In [0]:
import pandas as pd
from pyspark.sql import SparkSession
from pyspark.sql.functions import col
from delta.tables import *
spark=SparkSession.builder.appName("sep 17").getOrCreate()
dbutils.fs.cp("file:/Workspace/Shared/Employee.csv","dbfs:/Filestore/Employee.csv")
dbutils.fs.cp("file:/Workspace/Shared/products.json","dbfs:/Filestore/products.json")
employee_df=spark.read.format("csv").option("header","true").load("dbfs:/Filestore/Employee.csv")
employee_df.show()
products_df=spark.read.format("json").option("multiline","true").load("/content/products.json")
employee_df.write.format("delta").mode("overwrite").save("/delta/employee_delta")
products_df.write.format("delta").mode("overwrite").save("/delta/products_delta")
employee_delta = spark.read.format("delta").load("/delta/employee_delta")
products_delta = spark.read.format("delta").load("/delta/products_delta")

In [0]:

dbutils.fs.cp("File:/Workspace/Shared/new_employee.csv","dbfs:/Filestore/new_employee.csv")
employee_new_df=spark.read.format("csv").option("header","true").load("dbfs:/Filestore/new_employee.csv")
employee_new_df.write.format("delta").mode("overwrite").save("/delta/employee_new_delta")
employee_new_delta=spark.read.format("delta").load("/delta/employee_new_delta")
employee_delta.createOrReplaceTempView("employee_delta")
employee_new_delta.createOrReplaceTempView("new_employee_delta")

In [0]:

spark.sql("""
          merge into employee_delta as target
          using new_employee_delta as source
          on target.employeeID=source.employeeID
          when matched then update set target.Salary=source.Salary
          when not matched then 
           insert (EmployeeID, EmployeeName, JoiningDate, Salary)
           values (source.EmployeeID, source.EmployeeName, source.JoiningDate, source.Salary)
          """)
spark.sql("select * from employee_delta").show()

In [0]:
spark.sql("""
          create table if not exists employee  as select * from employee_delta
          """)
#Optmizing the table using zordering and optimize
spark.sql("optimize employee zorder by(Salary)")
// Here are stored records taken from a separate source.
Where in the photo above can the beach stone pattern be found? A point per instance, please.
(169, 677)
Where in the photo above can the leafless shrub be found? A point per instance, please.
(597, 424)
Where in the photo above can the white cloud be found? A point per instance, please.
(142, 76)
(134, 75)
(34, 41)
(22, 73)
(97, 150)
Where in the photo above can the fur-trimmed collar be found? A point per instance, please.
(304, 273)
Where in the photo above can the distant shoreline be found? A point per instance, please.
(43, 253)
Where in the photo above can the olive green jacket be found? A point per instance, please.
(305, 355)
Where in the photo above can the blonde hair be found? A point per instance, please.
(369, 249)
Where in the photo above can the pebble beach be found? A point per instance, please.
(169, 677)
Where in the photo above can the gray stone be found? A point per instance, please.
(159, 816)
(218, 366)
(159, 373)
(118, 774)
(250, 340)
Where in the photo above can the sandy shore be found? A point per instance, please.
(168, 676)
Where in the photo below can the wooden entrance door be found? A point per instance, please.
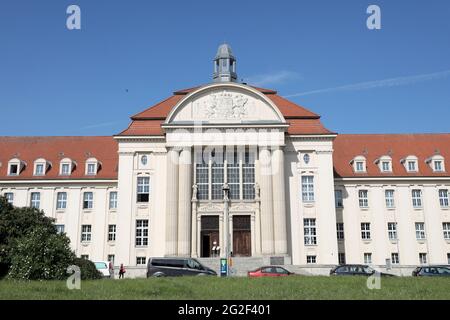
(242, 245)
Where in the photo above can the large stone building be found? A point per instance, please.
(229, 158)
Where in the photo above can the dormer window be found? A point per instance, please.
(91, 167)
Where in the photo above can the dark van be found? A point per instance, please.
(175, 267)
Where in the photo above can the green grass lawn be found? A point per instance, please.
(204, 288)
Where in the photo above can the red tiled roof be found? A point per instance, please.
(310, 124)
(397, 146)
(53, 150)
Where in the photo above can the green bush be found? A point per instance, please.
(87, 268)
(41, 254)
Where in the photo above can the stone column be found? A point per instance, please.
(279, 202)
(265, 174)
(172, 203)
(184, 202)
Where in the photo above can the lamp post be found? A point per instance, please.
(226, 191)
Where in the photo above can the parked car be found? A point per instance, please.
(173, 267)
(355, 270)
(270, 271)
(432, 271)
(103, 267)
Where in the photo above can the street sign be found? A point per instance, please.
(223, 267)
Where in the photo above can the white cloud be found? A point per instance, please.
(393, 82)
(272, 78)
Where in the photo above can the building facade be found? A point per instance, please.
(228, 167)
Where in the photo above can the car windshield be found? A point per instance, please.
(101, 265)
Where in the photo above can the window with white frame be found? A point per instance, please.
(395, 259)
(113, 200)
(363, 198)
(365, 231)
(88, 200)
(417, 198)
(310, 259)
(309, 227)
(112, 232)
(446, 228)
(35, 200)
(143, 189)
(308, 188)
(61, 200)
(141, 233)
(248, 175)
(60, 228)
(9, 197)
(392, 230)
(340, 231)
(443, 198)
(389, 197)
(368, 258)
(420, 230)
(422, 258)
(339, 203)
(86, 235)
(341, 258)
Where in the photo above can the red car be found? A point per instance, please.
(270, 272)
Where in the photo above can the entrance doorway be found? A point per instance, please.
(209, 236)
(242, 245)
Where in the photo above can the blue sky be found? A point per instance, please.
(131, 54)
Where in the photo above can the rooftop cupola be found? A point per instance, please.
(224, 65)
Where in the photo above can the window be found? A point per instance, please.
(363, 198)
(9, 197)
(113, 200)
(59, 228)
(420, 230)
(412, 166)
(392, 230)
(141, 233)
(86, 233)
(389, 196)
(341, 258)
(395, 258)
(422, 258)
(65, 169)
(35, 200)
(39, 171)
(308, 188)
(443, 198)
(233, 175)
(61, 200)
(339, 203)
(365, 231)
(367, 258)
(309, 226)
(202, 178)
(248, 175)
(92, 169)
(217, 181)
(112, 232)
(88, 200)
(310, 259)
(446, 227)
(340, 231)
(438, 166)
(143, 191)
(360, 166)
(417, 198)
(385, 166)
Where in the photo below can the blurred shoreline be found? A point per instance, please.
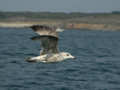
(92, 21)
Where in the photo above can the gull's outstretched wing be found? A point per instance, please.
(48, 37)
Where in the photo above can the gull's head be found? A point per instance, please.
(67, 55)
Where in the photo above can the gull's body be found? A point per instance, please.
(49, 43)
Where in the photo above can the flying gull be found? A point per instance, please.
(48, 37)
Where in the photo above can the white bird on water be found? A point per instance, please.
(49, 43)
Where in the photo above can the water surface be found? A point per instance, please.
(96, 67)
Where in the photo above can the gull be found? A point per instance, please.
(48, 37)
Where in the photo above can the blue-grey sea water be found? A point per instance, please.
(96, 67)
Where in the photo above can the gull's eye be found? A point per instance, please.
(67, 54)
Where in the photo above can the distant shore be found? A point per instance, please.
(66, 21)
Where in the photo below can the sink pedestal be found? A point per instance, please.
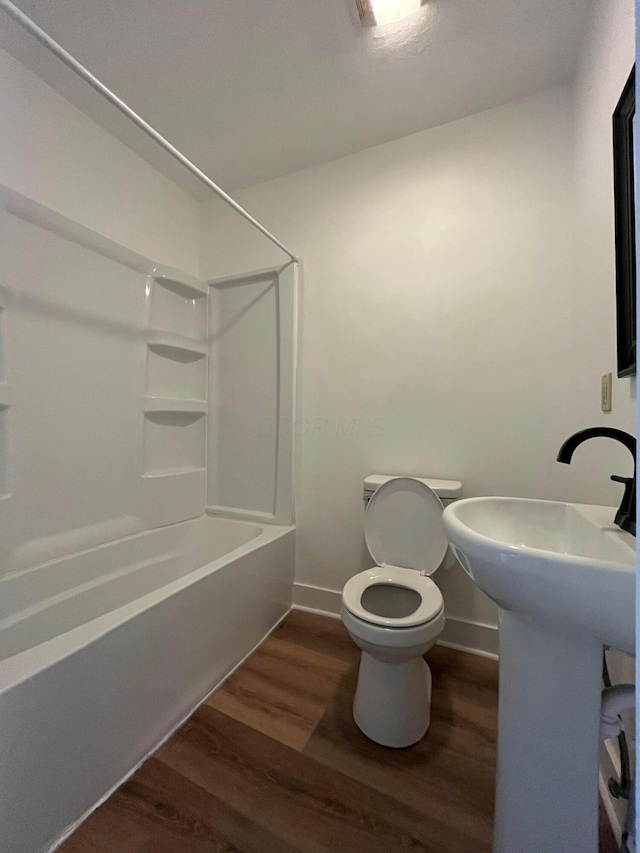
(548, 741)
#describing the history of the delta table
spark.sql("DESCRIBE HISTORY employee").show()

#vacuuming the table abd storing data of previous 7 days only
spark.sql("Vacuum employee retain 168 hours")

#using versioning of delta lake to find data with certain version
spark.sql("SELECT * FROM employee VERSION AS OF 3")


In [0]:
dbutils.fs.cp("file:/Workspace/Shared/transaction.csv","dbfs:/streaming/input/transaction.csv")
transaction_schema="transactionID String, transactionDate DATE, productID STRING,Quantity INT,Price INT"
transaction_stream=spark.readStream.format("csv").option("header","true").schema(transaction_schema).load("dbfs:/streaming/input/")


In [0]:
from pyspark.sql.functions import col,current_date, datediff, to_timestamp
transaction_transformed=transaction_stream.select(
    col("transactionID"),
    to_timestamp(col("TransactionDate"), "yyyy-MM-dd HH:mm:ss").alias("transactionDate"),
    col("productID"),
    col("Quantity"),
    col("Price"),
    (col("Quantity")*col("price")).alias("Total Price")
)
transaction_filter=transaction_transformed.filter((col("Quantity")>1).alias("Quantity"))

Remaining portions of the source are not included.